L’autre chose que j’aime énormément chez Forster est son regard acéré sur la société dans laquelle il vit. Le tableau qu’il fait d’aristocrates et de bourgeois sclérosés dans leurs privilèges de classe, dans leur mépris pour les classes « inférieures » est d’une cruauté réjouissante. De petites phrases assassines en petites phrases assassines, Forster met en lumière leurs défauts, leurs renoncements, leurs lâchetés communes, leur médiocrité ! Et surtout, il n’épargne personne. Pas même lesdites classes « inférieures » dont il pointe tout autant les défauts !


Bref un magnifique roman dont Forster a refusé la publication de son vivant par peur des conséquences.



E.M. Forster, Maurice, 10/18, 2006, 279 p.

Commentaires

  • Ah ! J'adore ce livre, je l'ai dévoré encore plus vite que Avec vue sur l'Arno. Je suis très contente que tu aies autant aimé ;) Maintenant, le film !

  • J'ai lu il y a quelques temps une critique sur ce livre qui reprenait ton analyse. je découvrirai cet auteur avec ce livre! PS: j'adore ton titre! qu'est-ce que j'ai ri!!!

  • Je le verrai dès que possible!

  • Ah, c'est que Maurice le poison et moi c'est une longue histoire!! Je pense que Maurice peut effectivement être bien pour découvrir cet auteur!

  • J'avais un peu d'appréhension, j'adore ce roman (A room with a view, aussi). J'avais tort. Très bon billet, Chiffo!

  • Merci Ekwerkwe!!

  • J'ai complètement adoré cebouquin qui m'a sembl" d'ailleurs comme à toi j'ai l'impression plus centré sur les pression qui enchaine els esprit parfois avec leur consentemlent que à proprement parlé sur l'homoisexualité... Une très belle analyse tout en finesse, j'ai hâte de renouer avec Forster vraiment... (Ah maurice le poisson rouge altruiste qui aidait une petite fille en détresse à conserver la confiance que ses parents lui avaient mis à l'interieur ...;-))

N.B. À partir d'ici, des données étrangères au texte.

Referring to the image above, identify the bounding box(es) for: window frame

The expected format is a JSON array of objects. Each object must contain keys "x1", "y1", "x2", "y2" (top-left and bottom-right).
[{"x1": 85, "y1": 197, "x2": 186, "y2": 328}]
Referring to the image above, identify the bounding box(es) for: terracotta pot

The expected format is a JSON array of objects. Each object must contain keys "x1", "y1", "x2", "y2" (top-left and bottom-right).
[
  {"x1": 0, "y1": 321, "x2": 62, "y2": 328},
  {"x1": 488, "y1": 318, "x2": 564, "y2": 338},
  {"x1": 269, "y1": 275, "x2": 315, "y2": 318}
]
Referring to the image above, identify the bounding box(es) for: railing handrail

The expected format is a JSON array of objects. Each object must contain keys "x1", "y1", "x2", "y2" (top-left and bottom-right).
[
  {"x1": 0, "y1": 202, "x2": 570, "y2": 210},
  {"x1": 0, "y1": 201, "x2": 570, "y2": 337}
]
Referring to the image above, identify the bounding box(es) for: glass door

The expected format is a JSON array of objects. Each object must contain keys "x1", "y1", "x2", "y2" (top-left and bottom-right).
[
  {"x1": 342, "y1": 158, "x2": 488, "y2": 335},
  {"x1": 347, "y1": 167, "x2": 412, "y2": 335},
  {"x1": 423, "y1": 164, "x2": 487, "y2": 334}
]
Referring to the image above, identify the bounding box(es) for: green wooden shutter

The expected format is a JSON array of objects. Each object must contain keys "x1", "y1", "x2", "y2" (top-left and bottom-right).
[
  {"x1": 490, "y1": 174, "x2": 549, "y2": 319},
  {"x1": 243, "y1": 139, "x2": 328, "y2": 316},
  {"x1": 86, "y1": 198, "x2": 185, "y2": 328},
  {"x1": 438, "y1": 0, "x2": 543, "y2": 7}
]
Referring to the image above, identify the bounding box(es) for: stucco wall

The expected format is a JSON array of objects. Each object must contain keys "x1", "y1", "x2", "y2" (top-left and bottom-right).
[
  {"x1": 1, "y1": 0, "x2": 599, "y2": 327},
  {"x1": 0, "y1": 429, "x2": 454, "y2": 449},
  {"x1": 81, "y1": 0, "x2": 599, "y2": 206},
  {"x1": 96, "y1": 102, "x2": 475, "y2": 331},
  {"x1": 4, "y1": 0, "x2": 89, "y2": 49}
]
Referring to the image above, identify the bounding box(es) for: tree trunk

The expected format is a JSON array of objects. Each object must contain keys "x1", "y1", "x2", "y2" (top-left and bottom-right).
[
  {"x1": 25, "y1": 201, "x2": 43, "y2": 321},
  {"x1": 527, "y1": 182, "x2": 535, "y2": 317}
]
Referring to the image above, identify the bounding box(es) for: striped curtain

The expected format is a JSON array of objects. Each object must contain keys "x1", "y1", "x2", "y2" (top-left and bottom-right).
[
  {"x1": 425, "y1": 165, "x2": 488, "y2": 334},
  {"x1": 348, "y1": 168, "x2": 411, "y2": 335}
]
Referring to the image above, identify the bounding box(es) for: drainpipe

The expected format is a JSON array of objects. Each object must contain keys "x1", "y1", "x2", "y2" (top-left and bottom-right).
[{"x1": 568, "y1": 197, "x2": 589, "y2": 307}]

  • Ben voui! Maurice le poisson! Son jumeau a partagé ma vie et celle de ma coloc de l'époque pendant deux ans!
    Comme toi j'aime beaucuop Forster. Ce n'est que le deuxième roman delui que je lis mais je suis séduite et enthousiaste. Je vais continuer à la lire. J'apprécie énormément sa capacité à aller au fond des analyses psychologiques, et le fait qu'il ne s'appesantit pas sur des choses dont d'autres auraient fait le centre de leur roman au risque de sombrer dans la caricature ou l'eau de rose.

  • Je suis ravie que l'écriture de Forster te plaise autant. Je te propose de poursuivre avec "Monteriano" où tu retrouveras l'Italie. J'ai également des nouvelles "L'omnibus céleste et autres nouvelles" en édition bilingue que je peux te prêter. Si tu n'es pas allergique car voici 20 ans qu'ils sont dans ma biblio et vieillissent plus ou moins bien...

  • Moi qui comptais me mettre à lire Forster, c'est une critique très alléchante. Apparemment, c'est un auteur anglais qui dépasse les conventions tout en gardant un style classique. Je sens que ça va me plaire.

  • Je suis preneuse sans aucun problème!! C'est très gentil!!

  • C'est vraiment étonnant comme mélange! Je suis totalement séduite! J'espère que tu y trouveras le même plaisir que moi!